In retail, you can see very quickly whether you are doing a good job, because your customers exercise choice - both in coming into your store and (if they get inside) in filling their baskets. These decisions are being made all the time, and the retailers (and their consultants) measure and respond. The good retailers grow quite quickly (look at Tesco’s growth since Community Care Act in 1990) and the less well run fail (no shortage of data points here, unfortunately). Cast your mind back (if you are old enough) to 1990 and remember what super-market shopping was like: the lines that were carried, the quality of customer service, the car parking arrangements - I could go on. It is barely recognisable. I contend that the improvement is the market at work, in the way it was meant to work in care - but care has not moved on anything like as much.
The difference is that in retail the customers exercise their choice often - sometimes every day.
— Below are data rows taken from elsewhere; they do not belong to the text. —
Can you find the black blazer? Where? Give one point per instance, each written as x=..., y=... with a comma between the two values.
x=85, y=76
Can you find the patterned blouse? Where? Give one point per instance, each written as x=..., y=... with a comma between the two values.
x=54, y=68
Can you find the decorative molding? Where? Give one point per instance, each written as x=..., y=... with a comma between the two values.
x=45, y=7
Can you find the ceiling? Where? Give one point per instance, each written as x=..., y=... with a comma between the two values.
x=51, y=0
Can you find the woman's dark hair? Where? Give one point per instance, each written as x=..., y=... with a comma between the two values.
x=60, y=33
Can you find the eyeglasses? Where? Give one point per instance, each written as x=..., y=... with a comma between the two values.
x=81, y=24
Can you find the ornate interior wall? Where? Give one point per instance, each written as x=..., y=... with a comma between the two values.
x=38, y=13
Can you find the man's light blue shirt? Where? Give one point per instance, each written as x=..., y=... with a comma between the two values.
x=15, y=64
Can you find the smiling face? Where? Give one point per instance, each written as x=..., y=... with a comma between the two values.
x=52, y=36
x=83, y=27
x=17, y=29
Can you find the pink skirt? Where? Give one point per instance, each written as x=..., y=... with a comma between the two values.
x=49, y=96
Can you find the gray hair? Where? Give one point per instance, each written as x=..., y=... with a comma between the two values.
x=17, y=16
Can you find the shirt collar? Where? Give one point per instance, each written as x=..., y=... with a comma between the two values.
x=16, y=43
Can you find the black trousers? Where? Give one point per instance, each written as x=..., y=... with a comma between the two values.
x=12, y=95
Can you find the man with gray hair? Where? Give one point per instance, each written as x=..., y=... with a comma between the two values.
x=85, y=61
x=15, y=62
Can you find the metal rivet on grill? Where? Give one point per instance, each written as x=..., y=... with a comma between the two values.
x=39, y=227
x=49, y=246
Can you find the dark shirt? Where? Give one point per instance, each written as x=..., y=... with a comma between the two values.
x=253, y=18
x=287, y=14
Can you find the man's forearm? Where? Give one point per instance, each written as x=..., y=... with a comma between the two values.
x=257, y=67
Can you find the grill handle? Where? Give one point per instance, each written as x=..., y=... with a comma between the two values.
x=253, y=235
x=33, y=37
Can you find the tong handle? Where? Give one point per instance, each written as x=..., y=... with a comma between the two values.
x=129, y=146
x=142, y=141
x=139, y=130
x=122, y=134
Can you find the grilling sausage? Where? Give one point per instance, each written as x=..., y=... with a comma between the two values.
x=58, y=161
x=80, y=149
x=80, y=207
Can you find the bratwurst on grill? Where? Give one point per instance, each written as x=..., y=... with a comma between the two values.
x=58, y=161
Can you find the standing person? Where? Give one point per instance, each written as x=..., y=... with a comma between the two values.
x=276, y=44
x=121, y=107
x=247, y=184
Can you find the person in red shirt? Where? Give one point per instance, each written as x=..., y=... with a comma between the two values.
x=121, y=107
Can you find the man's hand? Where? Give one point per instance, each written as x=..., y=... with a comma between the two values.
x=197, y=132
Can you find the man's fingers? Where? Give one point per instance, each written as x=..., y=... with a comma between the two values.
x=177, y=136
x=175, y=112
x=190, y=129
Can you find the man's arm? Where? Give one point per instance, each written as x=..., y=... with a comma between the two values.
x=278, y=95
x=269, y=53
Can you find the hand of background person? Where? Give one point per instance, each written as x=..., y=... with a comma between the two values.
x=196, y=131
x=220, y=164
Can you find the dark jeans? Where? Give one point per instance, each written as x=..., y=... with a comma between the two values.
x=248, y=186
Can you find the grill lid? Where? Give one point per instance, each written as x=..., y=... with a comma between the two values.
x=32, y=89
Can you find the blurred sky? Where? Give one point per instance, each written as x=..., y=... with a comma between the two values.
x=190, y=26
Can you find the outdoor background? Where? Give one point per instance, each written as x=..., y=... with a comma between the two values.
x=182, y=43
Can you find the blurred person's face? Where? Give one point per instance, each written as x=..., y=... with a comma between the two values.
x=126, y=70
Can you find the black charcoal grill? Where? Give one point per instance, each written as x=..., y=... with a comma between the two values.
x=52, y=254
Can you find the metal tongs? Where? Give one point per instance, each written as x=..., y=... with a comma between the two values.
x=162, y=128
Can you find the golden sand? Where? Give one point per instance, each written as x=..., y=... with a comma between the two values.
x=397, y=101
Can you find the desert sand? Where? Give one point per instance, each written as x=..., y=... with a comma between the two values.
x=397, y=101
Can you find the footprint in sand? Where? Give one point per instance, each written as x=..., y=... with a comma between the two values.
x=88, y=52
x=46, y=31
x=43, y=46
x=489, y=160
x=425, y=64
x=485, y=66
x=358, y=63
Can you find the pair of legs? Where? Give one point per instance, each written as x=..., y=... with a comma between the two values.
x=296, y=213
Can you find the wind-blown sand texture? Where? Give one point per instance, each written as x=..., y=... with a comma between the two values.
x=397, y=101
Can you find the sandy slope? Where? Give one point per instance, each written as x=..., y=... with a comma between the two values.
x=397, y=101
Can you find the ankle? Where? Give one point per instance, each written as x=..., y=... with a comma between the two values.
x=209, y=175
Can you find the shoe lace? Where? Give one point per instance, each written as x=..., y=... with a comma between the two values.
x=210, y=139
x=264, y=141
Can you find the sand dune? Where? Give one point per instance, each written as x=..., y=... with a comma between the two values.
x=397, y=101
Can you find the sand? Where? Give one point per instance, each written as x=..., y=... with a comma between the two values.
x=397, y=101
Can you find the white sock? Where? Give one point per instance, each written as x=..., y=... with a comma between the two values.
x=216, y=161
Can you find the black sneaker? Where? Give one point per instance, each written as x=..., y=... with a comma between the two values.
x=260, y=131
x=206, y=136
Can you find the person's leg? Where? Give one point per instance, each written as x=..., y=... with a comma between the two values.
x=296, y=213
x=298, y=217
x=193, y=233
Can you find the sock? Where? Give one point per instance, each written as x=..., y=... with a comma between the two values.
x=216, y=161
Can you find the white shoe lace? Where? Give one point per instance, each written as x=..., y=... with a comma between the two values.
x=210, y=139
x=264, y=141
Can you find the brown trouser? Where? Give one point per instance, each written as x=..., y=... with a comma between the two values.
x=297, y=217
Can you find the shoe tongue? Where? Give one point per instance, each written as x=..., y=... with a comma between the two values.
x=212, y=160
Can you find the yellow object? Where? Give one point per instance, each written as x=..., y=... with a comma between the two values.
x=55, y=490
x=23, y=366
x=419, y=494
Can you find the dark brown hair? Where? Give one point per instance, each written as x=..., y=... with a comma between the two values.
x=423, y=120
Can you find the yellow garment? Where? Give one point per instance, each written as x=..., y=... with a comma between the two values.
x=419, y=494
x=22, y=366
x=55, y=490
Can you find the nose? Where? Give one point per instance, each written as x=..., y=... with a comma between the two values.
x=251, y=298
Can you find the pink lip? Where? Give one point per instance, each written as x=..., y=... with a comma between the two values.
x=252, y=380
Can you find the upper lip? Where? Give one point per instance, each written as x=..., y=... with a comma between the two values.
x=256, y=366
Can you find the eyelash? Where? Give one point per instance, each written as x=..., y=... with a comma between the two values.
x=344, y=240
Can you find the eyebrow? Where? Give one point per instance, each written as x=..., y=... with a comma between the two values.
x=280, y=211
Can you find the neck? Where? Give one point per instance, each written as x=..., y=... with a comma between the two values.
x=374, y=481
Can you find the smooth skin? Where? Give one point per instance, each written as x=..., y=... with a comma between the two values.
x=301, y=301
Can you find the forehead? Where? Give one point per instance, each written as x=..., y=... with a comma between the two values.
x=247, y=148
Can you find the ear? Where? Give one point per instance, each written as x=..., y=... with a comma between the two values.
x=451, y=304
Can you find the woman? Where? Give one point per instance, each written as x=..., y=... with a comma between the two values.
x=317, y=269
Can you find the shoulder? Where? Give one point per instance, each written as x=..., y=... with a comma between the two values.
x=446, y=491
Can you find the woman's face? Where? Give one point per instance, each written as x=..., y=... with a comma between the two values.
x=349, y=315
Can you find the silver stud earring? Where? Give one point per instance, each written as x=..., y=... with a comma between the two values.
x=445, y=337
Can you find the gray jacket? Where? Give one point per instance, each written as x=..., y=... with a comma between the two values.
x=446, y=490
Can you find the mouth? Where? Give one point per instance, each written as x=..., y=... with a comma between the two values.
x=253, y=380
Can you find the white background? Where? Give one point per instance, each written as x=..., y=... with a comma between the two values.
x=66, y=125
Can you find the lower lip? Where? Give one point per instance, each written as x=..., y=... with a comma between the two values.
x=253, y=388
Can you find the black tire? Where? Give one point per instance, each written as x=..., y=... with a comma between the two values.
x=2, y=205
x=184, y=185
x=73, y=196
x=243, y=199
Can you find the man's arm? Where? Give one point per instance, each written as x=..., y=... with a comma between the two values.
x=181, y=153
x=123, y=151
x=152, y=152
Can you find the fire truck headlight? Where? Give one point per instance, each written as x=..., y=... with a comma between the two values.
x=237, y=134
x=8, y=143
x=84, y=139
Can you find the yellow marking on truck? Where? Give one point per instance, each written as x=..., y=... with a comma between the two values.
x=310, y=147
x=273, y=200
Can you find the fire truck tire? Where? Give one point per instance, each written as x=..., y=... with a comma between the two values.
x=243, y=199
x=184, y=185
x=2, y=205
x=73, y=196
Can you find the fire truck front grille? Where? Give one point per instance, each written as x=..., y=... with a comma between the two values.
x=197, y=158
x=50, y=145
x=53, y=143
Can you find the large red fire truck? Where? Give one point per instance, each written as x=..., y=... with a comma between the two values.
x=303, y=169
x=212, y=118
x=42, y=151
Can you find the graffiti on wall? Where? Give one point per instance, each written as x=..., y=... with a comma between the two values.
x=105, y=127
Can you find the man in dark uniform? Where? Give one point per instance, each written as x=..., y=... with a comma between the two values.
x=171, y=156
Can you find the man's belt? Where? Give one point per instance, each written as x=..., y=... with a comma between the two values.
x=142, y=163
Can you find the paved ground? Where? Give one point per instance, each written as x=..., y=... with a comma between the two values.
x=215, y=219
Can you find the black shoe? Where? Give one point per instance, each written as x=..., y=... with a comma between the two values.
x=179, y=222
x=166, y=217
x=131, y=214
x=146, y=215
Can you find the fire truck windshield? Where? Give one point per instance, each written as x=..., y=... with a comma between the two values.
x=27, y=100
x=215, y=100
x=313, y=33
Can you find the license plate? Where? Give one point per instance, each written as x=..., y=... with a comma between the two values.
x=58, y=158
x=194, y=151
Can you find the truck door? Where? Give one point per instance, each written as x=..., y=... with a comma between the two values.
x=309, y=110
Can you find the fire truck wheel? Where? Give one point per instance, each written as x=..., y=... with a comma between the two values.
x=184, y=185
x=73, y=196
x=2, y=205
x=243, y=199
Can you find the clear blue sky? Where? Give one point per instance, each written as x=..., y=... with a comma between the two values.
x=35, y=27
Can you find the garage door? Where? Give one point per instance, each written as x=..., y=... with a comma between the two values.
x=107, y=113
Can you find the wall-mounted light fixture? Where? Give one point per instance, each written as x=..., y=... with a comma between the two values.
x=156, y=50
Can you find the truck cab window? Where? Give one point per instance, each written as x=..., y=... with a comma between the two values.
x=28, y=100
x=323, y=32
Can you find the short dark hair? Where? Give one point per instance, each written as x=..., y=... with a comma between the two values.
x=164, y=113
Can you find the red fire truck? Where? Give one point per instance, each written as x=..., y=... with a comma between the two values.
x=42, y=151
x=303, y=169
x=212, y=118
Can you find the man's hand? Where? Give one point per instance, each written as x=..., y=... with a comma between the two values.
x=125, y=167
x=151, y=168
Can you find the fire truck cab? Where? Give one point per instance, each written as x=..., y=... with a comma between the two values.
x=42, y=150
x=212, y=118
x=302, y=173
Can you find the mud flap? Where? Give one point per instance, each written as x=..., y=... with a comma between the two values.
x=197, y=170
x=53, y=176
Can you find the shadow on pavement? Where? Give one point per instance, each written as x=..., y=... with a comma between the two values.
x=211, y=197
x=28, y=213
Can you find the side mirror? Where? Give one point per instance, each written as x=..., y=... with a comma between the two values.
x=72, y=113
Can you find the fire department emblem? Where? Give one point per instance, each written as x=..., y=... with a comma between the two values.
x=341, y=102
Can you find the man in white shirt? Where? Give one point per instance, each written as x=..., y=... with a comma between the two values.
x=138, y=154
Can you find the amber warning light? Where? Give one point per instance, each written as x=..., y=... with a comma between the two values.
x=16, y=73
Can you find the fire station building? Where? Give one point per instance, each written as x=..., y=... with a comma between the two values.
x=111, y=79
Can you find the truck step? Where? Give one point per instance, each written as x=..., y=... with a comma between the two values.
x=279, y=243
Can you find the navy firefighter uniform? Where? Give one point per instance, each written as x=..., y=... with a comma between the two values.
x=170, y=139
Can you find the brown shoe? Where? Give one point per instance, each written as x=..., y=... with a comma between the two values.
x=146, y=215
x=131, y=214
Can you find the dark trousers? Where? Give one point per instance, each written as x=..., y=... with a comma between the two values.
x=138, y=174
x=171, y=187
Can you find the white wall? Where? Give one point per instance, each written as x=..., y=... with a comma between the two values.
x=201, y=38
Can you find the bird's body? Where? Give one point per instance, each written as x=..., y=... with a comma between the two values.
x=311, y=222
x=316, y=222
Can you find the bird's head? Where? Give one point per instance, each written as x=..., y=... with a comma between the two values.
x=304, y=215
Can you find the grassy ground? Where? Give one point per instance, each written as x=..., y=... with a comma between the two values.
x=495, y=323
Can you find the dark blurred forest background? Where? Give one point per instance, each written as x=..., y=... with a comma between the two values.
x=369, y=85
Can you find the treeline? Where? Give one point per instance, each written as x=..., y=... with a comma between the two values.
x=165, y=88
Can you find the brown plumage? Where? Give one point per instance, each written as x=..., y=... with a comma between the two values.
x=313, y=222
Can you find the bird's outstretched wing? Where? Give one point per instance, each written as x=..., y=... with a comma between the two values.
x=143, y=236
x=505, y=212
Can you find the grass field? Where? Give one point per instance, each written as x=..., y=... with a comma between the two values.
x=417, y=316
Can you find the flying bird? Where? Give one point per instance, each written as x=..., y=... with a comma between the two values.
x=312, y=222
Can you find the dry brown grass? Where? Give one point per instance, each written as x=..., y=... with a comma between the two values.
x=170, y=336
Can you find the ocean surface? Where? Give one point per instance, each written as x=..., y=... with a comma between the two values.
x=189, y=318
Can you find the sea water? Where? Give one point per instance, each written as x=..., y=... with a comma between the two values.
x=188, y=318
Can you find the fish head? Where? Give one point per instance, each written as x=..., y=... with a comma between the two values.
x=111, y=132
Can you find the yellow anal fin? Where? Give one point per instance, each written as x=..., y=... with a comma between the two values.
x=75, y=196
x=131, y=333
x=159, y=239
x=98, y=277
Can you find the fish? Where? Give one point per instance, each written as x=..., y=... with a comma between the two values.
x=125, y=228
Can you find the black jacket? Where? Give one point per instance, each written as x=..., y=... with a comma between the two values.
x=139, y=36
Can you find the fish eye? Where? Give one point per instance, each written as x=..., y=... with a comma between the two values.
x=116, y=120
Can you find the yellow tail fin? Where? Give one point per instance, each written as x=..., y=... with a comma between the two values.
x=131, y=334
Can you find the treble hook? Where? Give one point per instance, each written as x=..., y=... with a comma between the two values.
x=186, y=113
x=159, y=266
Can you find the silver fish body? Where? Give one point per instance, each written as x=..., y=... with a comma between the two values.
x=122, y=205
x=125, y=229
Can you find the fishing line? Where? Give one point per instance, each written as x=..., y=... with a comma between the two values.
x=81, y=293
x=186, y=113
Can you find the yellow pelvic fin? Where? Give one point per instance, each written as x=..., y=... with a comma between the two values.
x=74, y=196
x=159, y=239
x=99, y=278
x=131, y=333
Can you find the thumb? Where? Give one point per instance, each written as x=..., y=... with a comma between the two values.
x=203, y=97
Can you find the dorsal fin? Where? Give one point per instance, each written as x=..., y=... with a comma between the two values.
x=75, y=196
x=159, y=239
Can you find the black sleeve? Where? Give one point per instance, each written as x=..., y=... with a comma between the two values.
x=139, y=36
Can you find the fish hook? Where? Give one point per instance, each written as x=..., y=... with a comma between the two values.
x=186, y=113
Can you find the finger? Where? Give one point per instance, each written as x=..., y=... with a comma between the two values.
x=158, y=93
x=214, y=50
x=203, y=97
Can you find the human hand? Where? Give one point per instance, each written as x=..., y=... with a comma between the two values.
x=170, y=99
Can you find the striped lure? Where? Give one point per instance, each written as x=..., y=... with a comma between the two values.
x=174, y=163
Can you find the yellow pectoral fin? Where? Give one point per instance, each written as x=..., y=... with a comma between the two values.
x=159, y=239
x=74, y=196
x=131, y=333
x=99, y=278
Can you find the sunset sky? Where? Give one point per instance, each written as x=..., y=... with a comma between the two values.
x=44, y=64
In care the customers may make just one choice in a life-time. The only people who could buy care frequently enough to influence the market - the local authorities - have taken the decision, in the main, to make purchasing decisions once every 3 years, by going out to tender for block contracts or frameworks. Even where personalised budgets are available the service users are often strongly guided. Once a company has won a contract there is very little incentive to improve - they just need to defend. Not mess it up too badly.
This is failure by design.
I do hope that people with the word “Excellence” in their job title can sort it out. There is a finite number of years before I could be at the receiving end, and cultural change is very slow in government.